In July 2023, the chair, Deanna Oppenheimer, stepped down following criticism from the company's co-founder Peter Hargreaves over rising costs and a falling share price.

=== Acquisition ===
In August 2024, the company's board agreed to an acquisition by CVC Capital Partners, Nordic Capital and the Abu Dhabi Investment Authority in a deal that valued the business at £5.4 billion. As part of the deal, shares would be valued at £11.40; the company would delist from the London Stock Exchange upon completion of the deal. The deal was backed by founders Peter Hargreaves and Stephen Lansdown. Hargreaves announced he would sell half of his 20 per cent shareholding, rolling over the rest into the future private company. Lansdown intended to sell all of his 6 per cent shareholding. In October 2024, 87 per cent of the company's shareholders voted in favour of the deal. The court approved the transaction on 19 March 2025, so allowing it to proceed to completion.

=== Post acquisition ===
In April 2025, Peter Hargreaves nominated himself as a non-executive board member. He retains a 14 per cent shareholding in the company, which gives him the power to nominate a director to the board.

In October 2025, Peter Hargreaves stepped down from the company's board and nominated his son, Robert Hargreaves, as his replacement.

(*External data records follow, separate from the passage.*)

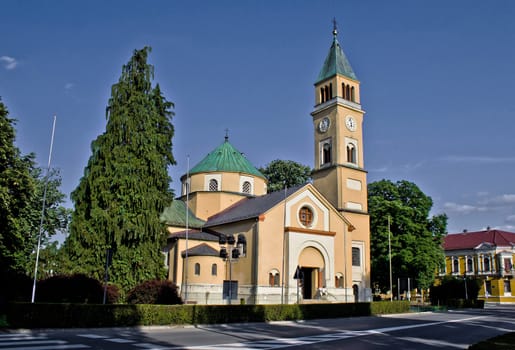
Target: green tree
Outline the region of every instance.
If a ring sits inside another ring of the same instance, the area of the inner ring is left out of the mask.
[[[72,193],[75,211],[64,249],[74,272],[104,276],[125,291],[163,278],[164,226],[159,215],[173,200],[168,167],[172,155],[173,104],[152,87],[149,47],[135,50],[111,89],[106,131]]]
[[[31,176],[34,155],[22,156],[14,145],[15,120],[0,101],[0,266],[4,272],[24,272],[34,248],[24,213],[36,184]]]
[[[35,165],[34,154],[22,156],[15,147],[15,120],[8,114],[0,101],[0,265],[2,280],[11,281],[0,288],[0,294],[27,300],[27,290],[13,281],[33,277],[40,231],[44,252],[50,237],[66,230],[70,211],[61,206],[65,196],[59,191],[58,171],[52,170],[43,177],[41,168]],[[46,205],[41,226],[45,186]],[[53,257],[45,256],[43,253],[43,261],[55,263]]]
[[[390,286],[388,221],[395,284],[397,277],[413,278],[413,287],[426,289],[432,284],[444,258],[442,238],[447,229],[445,214],[429,217],[432,206],[431,197],[409,181],[368,185],[372,283],[381,290]]]
[[[46,171],[45,171],[46,172]],[[41,168],[33,167],[30,174],[34,180],[35,188],[29,197],[29,202],[23,212],[20,220],[23,222],[24,230],[31,232],[30,240],[27,243],[27,261],[25,263],[26,274],[34,276],[34,264],[36,261],[36,247],[38,244],[38,236],[41,231],[41,250],[39,256],[38,270],[43,275],[38,278],[54,273],[57,261],[57,242],[51,242],[51,239],[57,233],[66,233],[70,222],[71,209],[62,206],[66,196],[59,190],[61,186],[61,176],[59,170],[50,169],[43,176]],[[46,195],[45,195],[46,187]],[[43,221],[41,222],[42,200],[45,197],[45,212]],[[43,223],[43,225],[41,225]],[[30,244],[29,244],[30,243]],[[48,248],[48,252],[44,251]],[[52,252],[50,254],[50,252]],[[42,265],[48,266],[48,269],[40,270]],[[52,268],[50,268],[52,267]]]
[[[259,171],[268,179],[268,192],[303,185],[311,179],[311,168],[293,160],[276,159]]]

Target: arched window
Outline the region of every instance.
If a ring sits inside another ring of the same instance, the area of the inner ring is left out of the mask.
[[[195,275],[200,276],[200,264],[195,263]]]
[[[333,83],[329,84],[329,99],[333,99]]]
[[[355,95],[354,95],[354,86],[350,88],[350,100],[352,102],[355,102]]]
[[[467,272],[474,272],[474,261],[472,258],[467,258]]]
[[[209,180],[209,190],[218,191],[218,181],[216,181],[215,179]]]
[[[268,285],[270,287],[279,287],[279,271],[273,269],[268,273]]]
[[[324,141],[322,145],[322,165],[331,163],[331,141]]]
[[[485,271],[490,272],[490,258],[485,256],[483,260],[483,265],[485,266]]]
[[[350,100],[350,85],[347,85],[345,86],[345,96],[346,96],[346,100]]]
[[[250,191],[252,189],[252,185],[250,184],[249,181],[245,181],[241,187],[242,187],[241,191],[243,193],[250,193]]]
[[[308,207],[302,207],[299,210],[299,220],[302,225],[309,227],[313,223],[313,212]]]
[[[218,265],[211,265],[211,276],[216,276],[218,274]]]
[[[460,262],[459,262],[458,258],[456,258],[456,257],[452,260],[452,272],[454,272],[454,273],[460,272]]]
[[[345,95],[345,83],[342,83],[342,97],[347,99],[347,95]]]
[[[322,86],[320,88],[320,103],[324,103],[325,102],[325,90],[324,90],[324,87]]]
[[[328,101],[329,100],[329,86],[326,85],[324,87],[324,89],[325,89],[325,101]]]
[[[356,147],[352,143],[347,144],[347,162],[356,164]]]
[[[336,288],[343,288],[343,274],[338,272],[336,276],[334,276],[334,286]]]

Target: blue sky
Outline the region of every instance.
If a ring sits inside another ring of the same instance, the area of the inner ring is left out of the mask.
[[[175,103],[172,187],[223,142],[313,165],[313,83],[332,40],[361,81],[368,181],[408,180],[449,232],[515,231],[515,2],[2,0],[0,96],[17,145],[67,195],[134,49]],[[71,205],[71,203],[68,203]]]

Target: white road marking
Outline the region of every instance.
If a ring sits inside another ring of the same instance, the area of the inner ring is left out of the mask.
[[[385,328],[377,328],[370,330],[362,330],[362,331],[342,331],[333,334],[323,334],[323,335],[315,335],[315,336],[306,336],[299,338],[277,338],[275,340],[263,340],[263,341],[252,341],[245,343],[230,343],[230,344],[216,344],[216,345],[204,345],[204,346],[186,346],[186,347],[172,347],[169,349],[185,349],[185,350],[221,350],[221,349],[238,349],[238,350],[271,350],[271,349],[279,349],[279,348],[287,348],[294,345],[307,345],[307,344],[315,344],[315,343],[324,343],[329,341],[348,339],[348,338],[356,338],[362,337],[365,335],[377,335],[384,334],[388,332],[395,332],[405,329],[419,328],[419,327],[429,327],[436,326],[440,324],[448,324],[448,323],[457,323],[457,322],[467,322],[470,320],[475,320],[479,318],[485,318],[487,316],[475,316],[469,318],[463,318],[458,320],[450,320],[450,321],[436,321],[436,322],[428,322],[416,325],[406,325],[406,326],[397,326],[397,327],[385,327]],[[414,341],[418,338],[410,338],[407,340]],[[420,340],[422,342],[422,340]],[[430,340],[428,341],[430,342]],[[438,341],[436,341],[438,342]],[[445,342],[442,342],[445,343]],[[429,343],[428,343],[429,344]],[[437,345],[437,343],[434,343]],[[461,345],[460,349],[462,348]]]
[[[425,345],[431,345],[439,348],[457,348],[457,349],[468,349],[469,344],[454,344],[449,343],[447,341],[443,340],[435,340],[435,339],[423,339],[423,338],[414,338],[414,337],[396,337],[396,339],[404,340],[404,341],[410,341],[413,343],[419,343],[419,344],[425,344]]]

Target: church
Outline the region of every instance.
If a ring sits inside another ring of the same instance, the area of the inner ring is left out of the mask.
[[[314,84],[311,183],[267,193],[227,136],[181,177],[161,220],[168,279],[186,303],[371,301],[365,112],[332,34]]]

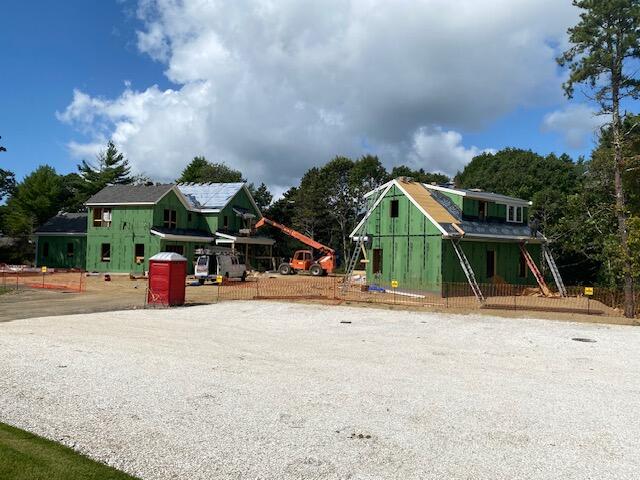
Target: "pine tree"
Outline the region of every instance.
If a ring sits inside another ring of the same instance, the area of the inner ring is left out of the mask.
[[[107,186],[128,185],[136,181],[136,177],[131,176],[129,161],[112,141],[107,143],[106,150],[100,152],[96,160],[95,164],[83,160],[78,165],[78,174],[69,176],[70,188],[75,195],[68,210],[82,209],[89,197]]]
[[[628,209],[623,186],[626,160],[623,155],[627,132],[623,130],[620,102],[640,98],[640,82],[635,64],[640,58],[639,0],[574,0],[580,8],[580,21],[569,29],[571,47],[558,58],[569,67],[564,84],[568,98],[577,84],[591,90],[599,113],[610,118],[613,137],[615,209],[623,264],[624,313],[634,315],[633,275],[628,242]],[[632,65],[633,64],[633,65]]]

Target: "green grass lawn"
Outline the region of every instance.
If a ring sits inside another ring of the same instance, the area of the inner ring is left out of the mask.
[[[0,423],[0,479],[134,480],[115,468],[37,435]]]

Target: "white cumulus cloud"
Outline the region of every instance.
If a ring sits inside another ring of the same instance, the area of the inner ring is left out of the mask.
[[[408,163],[415,168],[429,165],[431,171],[452,174],[462,170],[473,157],[483,152],[494,150],[475,146],[467,148],[462,144],[462,135],[453,130],[422,127],[413,135]]]
[[[576,9],[557,0],[142,0],[138,14],[139,50],[176,87],[125,86],[112,99],[76,91],[59,118],[113,138],[154,178],[175,178],[205,155],[284,187],[335,155],[455,173],[480,151],[459,132],[559,101],[554,45]]]
[[[596,115],[588,105],[570,104],[546,114],[542,129],[559,133],[571,148],[584,148],[606,122],[606,117]]]

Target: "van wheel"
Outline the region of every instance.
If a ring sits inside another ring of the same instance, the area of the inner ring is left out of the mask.
[[[283,263],[278,267],[278,273],[280,275],[291,275],[291,265]]]
[[[311,268],[309,269],[309,273],[314,277],[319,277],[324,273],[324,271],[322,270],[322,267],[320,265],[315,264],[315,265],[311,265]]]
[[[206,280],[206,279],[205,279],[205,278],[202,278],[202,277],[201,277],[201,278],[198,278],[198,283],[199,283],[200,285],[204,285],[205,280]]]
[[[242,277],[240,277],[240,281],[241,282],[246,282],[247,281],[247,272],[242,272]]]

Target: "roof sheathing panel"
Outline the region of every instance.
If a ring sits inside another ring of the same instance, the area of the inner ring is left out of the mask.
[[[398,181],[398,184],[435,222],[460,223],[421,183]]]
[[[178,189],[193,208],[221,209],[240,191],[244,183],[179,183]]]

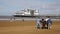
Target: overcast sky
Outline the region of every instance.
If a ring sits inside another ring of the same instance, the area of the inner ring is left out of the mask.
[[[0,0],[0,15],[12,15],[27,8],[38,9],[40,15],[59,15],[60,0]]]

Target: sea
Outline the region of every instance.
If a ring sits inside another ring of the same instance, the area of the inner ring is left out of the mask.
[[[13,17],[13,16],[0,16],[0,20],[36,20],[37,18],[32,17]],[[42,18],[40,18],[42,19]],[[51,18],[51,20],[60,21],[60,19]]]

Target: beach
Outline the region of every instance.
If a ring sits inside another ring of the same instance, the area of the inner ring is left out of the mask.
[[[51,29],[36,29],[36,20],[0,20],[0,34],[60,34],[60,21]]]

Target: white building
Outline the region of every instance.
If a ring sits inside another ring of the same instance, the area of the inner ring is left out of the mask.
[[[33,10],[33,9],[24,9],[24,10],[15,12],[14,15],[15,16],[39,16],[39,11]]]

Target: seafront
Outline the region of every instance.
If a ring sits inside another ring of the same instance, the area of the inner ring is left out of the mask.
[[[0,20],[0,34],[60,34],[60,21],[53,21],[51,29],[36,29],[36,20]]]

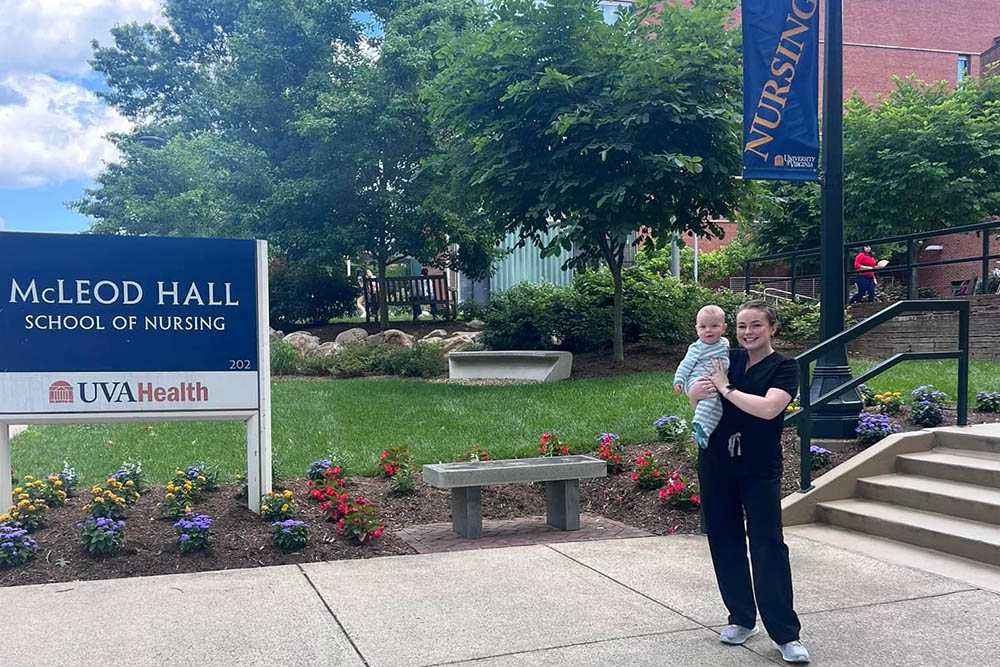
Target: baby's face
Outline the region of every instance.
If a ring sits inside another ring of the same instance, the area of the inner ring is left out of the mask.
[[[707,345],[718,343],[722,334],[726,333],[726,318],[717,313],[701,313],[695,325],[698,339]]]

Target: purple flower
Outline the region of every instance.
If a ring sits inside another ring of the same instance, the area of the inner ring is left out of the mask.
[[[181,533],[181,542],[187,542],[190,539],[191,539],[190,535],[188,535],[187,533]]]

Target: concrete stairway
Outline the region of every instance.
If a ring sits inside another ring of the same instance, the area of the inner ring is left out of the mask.
[[[835,526],[1000,565],[1000,435],[941,429],[894,472],[857,479],[856,497],[816,505]]]

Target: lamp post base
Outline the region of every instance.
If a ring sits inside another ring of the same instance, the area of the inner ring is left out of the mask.
[[[817,364],[813,371],[812,385],[809,387],[810,401],[815,401],[823,394],[836,389],[851,377],[850,366]],[[858,434],[855,429],[858,427],[858,416],[864,407],[857,390],[844,392],[813,413],[813,437],[831,440],[857,439]]]

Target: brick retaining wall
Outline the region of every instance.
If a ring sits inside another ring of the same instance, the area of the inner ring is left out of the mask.
[[[973,359],[1000,360],[1000,297],[969,299],[969,353]],[[889,306],[862,303],[851,314],[862,320]],[[879,325],[848,345],[848,351],[865,357],[885,358],[897,352],[940,352],[955,349],[957,313],[913,313]]]

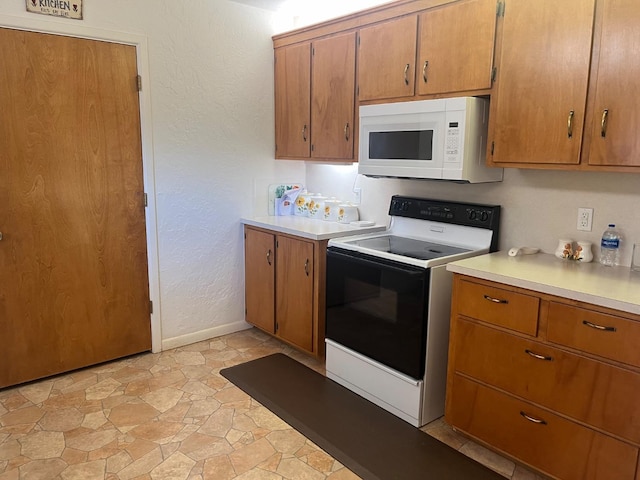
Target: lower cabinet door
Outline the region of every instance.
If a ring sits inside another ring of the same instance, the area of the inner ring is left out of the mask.
[[[313,243],[277,237],[276,334],[313,352]]]
[[[245,320],[273,334],[275,331],[275,236],[244,229]]]
[[[459,374],[447,421],[562,480],[633,480],[638,449]]]

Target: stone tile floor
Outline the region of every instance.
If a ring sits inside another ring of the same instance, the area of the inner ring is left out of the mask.
[[[276,352],[324,373],[250,329],[0,390],[0,480],[357,480],[219,374]],[[506,478],[541,478],[442,419],[423,430]]]

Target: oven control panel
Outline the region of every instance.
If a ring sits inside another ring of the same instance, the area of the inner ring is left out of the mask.
[[[493,230],[496,238],[500,225],[499,205],[482,205],[402,195],[391,197],[389,215],[486,228]]]

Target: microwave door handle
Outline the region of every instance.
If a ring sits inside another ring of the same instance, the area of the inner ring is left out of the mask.
[[[335,250],[327,250],[327,256],[342,258],[344,260],[352,260],[363,265],[368,265],[370,267],[383,268],[385,270],[390,270],[392,272],[401,273],[403,275],[409,275],[412,277],[419,277],[424,275],[424,270],[405,269],[400,266],[389,265],[388,263],[369,260],[360,255],[352,255],[348,253],[336,252]]]

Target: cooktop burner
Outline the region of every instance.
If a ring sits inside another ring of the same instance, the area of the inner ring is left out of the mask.
[[[418,258],[420,260],[431,260],[433,258],[447,257],[449,255],[470,251],[465,248],[451,247],[449,245],[416,240],[414,238],[398,237],[395,235],[381,235],[379,237],[353,240],[349,243],[363,248]]]

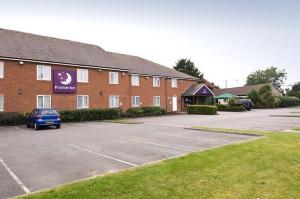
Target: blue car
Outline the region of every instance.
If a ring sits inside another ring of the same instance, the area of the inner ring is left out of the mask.
[[[27,120],[27,128],[38,130],[42,126],[55,126],[60,128],[60,116],[54,109],[34,109]]]

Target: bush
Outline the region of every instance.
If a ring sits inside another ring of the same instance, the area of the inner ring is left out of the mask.
[[[143,116],[158,116],[158,115],[165,115],[166,110],[160,108],[159,106],[152,106],[152,107],[142,107]]]
[[[82,109],[59,112],[62,122],[109,120],[121,117],[121,109]]]
[[[252,90],[248,94],[248,98],[254,103],[254,108],[274,108],[276,106],[270,85],[264,85],[258,91]]]
[[[144,114],[144,111],[141,108],[129,108],[126,111],[125,116],[127,116],[127,117],[142,117],[143,114]]]
[[[215,115],[217,114],[218,108],[216,106],[209,105],[189,105],[187,106],[188,114],[198,115]]]
[[[218,111],[227,111],[227,112],[243,112],[246,111],[245,107],[242,105],[238,106],[225,106],[225,105],[217,105]]]
[[[228,100],[228,104],[231,105],[231,106],[236,105],[238,102],[239,102],[239,99],[238,99],[238,98],[235,98],[235,97],[230,98],[230,99]]]
[[[300,100],[297,97],[282,96],[280,97],[279,107],[291,107],[300,105]]]
[[[0,125],[14,126],[26,124],[27,115],[22,113],[1,113]]]

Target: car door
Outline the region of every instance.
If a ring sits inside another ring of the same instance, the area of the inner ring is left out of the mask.
[[[28,122],[29,122],[30,125],[33,125],[35,123],[35,119],[36,119],[37,113],[38,113],[37,109],[33,110],[30,113],[29,118],[28,118]]]

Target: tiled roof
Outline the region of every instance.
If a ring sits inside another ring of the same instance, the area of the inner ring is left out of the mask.
[[[214,89],[214,93],[216,96],[222,95],[224,93],[231,93],[238,96],[246,96],[248,95],[252,90],[258,90],[260,87],[266,84],[257,84],[257,85],[245,85],[242,87],[233,87],[233,88],[223,88],[223,89]],[[281,95],[281,93],[276,90],[273,86],[272,91],[275,95]]]

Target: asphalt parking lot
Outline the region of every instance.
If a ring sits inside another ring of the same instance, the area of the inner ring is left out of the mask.
[[[248,139],[180,127],[87,122],[0,129],[0,198]]]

In January 2026, Hargreaves Lansdown announced the appointment of Matt Benchener as its new chief executive, who will join the company in March and assume the role from July.

Its office is to move within Bristol in 2026 and staff will be required to attend the office three days a week from the start of 2027.

==Operations==
The HL platform enables investors to hold different types of investment together in one place with one valuation and dealing service. Available products include ISA, SIPP, Savings accounts and a Fund & Share dealing account. The company also operates multi-manager unit trusts each of which in turn own a share in a number of underlying funds, as well as its own internally managed equity funds under the HL Select brand. The group also provides financial advisory, stockbroking and annuity broking services to private investors and advice to companies on group pension schemes.

Hargreaves Lansdown is UK's largest direct-to-investor investment platform. In August 2024 it had almost 1.9 million customers and oversaw assets worth £155 billion.